Мы шли, свободную руку, которую покалывало от мороза, я засунул в карман сюртука, и она наткнулась на плотный мягкий листок бумаги. Я остановился, вытащил листок, поднял к свету газового фонаря. Оказалось, банкнота в целых сто франков — видимо, ее подсунула мне в карман мадам Гюго, когда мы прощались. Я пришел в восторг: утром будет на что купить еще лауданума. Я предложил зайти в таверну и выпить для согрева. Огюст остановился, окинул меня странным взглядом, исполненным одновременно и приязни, и печали.
— Нет, друг мой, — произнес он, — я, пожалуй, пойду домой, к жене и детям.

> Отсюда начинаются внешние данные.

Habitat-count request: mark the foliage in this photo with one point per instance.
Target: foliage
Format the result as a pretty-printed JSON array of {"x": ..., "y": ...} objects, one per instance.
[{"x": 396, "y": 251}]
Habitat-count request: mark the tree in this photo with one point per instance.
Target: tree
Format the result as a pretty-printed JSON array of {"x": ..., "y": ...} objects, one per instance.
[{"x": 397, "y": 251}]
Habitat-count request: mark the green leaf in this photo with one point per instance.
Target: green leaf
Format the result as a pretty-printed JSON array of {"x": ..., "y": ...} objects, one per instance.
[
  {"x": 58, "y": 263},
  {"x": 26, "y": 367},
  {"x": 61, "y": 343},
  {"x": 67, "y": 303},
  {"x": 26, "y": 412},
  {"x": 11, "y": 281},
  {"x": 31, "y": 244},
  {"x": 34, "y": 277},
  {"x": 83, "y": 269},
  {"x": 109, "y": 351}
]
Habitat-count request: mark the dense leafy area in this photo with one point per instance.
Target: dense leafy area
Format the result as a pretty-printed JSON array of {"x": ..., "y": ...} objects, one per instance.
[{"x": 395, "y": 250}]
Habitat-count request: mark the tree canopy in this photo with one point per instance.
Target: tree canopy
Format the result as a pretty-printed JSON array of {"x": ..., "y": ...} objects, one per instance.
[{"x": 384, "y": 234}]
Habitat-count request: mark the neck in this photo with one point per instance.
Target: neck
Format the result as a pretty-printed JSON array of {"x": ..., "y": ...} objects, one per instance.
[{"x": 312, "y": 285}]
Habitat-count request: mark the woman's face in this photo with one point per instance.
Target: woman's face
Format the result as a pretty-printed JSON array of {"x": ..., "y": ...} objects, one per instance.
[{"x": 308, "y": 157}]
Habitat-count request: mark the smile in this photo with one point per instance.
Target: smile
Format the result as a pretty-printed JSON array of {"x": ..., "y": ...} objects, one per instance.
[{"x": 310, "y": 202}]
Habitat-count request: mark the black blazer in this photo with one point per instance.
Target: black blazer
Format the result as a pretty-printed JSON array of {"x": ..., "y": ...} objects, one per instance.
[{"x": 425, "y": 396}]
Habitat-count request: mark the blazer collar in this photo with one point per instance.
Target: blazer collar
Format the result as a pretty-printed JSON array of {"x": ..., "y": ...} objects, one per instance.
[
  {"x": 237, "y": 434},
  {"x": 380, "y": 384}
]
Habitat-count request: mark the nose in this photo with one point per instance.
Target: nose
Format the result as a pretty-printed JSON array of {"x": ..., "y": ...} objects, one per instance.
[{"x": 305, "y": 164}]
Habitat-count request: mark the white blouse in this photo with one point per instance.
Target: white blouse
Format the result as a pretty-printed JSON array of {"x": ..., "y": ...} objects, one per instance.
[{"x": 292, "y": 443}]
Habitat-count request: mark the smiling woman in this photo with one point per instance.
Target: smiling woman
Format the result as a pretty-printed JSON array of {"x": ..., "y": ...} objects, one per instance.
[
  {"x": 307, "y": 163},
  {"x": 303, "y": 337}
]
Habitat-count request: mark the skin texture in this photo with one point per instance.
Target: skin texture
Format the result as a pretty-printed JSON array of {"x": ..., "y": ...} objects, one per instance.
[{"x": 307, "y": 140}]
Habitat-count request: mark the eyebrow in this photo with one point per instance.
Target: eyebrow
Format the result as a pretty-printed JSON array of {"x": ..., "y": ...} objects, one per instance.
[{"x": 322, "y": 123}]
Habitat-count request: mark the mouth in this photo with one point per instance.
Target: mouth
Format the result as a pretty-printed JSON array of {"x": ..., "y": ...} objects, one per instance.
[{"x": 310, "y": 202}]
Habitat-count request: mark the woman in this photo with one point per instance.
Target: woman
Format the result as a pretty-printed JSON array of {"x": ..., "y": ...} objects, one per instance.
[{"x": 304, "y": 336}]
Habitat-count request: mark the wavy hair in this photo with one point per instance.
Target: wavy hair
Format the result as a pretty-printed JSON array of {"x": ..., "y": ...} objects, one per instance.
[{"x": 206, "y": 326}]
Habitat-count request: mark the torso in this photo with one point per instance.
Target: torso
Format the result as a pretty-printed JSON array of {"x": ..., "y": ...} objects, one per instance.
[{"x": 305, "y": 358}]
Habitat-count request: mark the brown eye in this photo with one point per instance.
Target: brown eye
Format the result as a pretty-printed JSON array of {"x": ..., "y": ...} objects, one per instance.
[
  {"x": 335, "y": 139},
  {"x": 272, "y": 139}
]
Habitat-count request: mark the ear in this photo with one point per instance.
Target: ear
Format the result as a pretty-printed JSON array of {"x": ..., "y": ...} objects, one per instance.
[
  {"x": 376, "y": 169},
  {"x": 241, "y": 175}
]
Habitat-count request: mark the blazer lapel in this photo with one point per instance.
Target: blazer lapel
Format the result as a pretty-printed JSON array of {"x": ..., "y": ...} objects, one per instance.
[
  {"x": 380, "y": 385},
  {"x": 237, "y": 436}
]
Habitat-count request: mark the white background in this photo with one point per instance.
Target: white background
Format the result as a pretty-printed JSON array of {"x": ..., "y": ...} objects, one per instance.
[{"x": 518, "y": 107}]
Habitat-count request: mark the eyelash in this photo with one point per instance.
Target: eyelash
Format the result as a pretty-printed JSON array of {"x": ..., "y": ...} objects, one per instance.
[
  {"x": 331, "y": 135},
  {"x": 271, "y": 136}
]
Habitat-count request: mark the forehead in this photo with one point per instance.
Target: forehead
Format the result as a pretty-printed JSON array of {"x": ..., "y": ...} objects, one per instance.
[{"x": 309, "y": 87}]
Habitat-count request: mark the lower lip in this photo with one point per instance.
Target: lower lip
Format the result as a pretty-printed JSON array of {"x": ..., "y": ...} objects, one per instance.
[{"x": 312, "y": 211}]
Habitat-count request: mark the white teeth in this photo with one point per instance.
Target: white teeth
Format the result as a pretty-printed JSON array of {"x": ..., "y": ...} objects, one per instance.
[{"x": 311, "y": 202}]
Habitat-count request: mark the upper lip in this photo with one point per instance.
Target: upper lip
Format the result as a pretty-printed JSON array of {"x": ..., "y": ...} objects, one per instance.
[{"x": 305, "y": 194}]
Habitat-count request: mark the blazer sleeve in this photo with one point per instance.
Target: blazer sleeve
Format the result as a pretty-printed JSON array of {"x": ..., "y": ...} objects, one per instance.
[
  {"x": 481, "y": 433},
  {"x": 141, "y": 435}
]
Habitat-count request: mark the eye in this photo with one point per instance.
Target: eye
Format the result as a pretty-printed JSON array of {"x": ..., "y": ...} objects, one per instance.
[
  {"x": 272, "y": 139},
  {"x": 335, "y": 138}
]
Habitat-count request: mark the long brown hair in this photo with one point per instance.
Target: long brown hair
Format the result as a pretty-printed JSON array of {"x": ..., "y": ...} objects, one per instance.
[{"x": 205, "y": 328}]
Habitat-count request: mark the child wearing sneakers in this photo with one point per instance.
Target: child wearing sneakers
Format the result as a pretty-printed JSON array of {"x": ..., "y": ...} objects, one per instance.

«Домой. К жене. И детям», — слова эти вонзились в меня ножом. Будь бы и я достоин произнести эту простую фразу. Огюст обнял меня и без единого слова зашагал прочь, сгорбившись от холода и забот. Когда силуэт его растаял в сумеречной дымке, я впервые осознал, до какой степени подавлен и он, давнишний мой друг, издатель и покровитель, неизменный союзник и бессменный конфидент. Стало ясно, что он тоже — я того не заметил, да похоже, не заметил и он сам — вступил вслед за мной в ряды поверженных. В человеке, испытавшем всю горечь жизненных тягот и невзгод, заводится загадочная алхимия: он усыхает, горбится, лишается жизненной энергии, ибо понимает, что лучшее уже позади. Но если я прорицал свое падение едва ли не с пеленок, предчувствуя его, предвкушая, для него поражение все еще оставалось вещью новой и незнакомой. Он еще не успел изучить и распробовать его вкус. Хуже того, отчасти в этом поражении была и моя вина. Он потратил целое состояние на публикацию моих стихов, защищал их в суде, когда некоторые были признаны цензурой непотребными, а потом, проиграв процесс, отправил все книги под нож. Когда в ту студеную брюссельскую ночь силуэт его растворился в бледном свете фонарей, мне показалось, что даже шляпа у него на голове усохла, а плечи полностью скрылись под шарфом, который он обмотал вокруг шеи.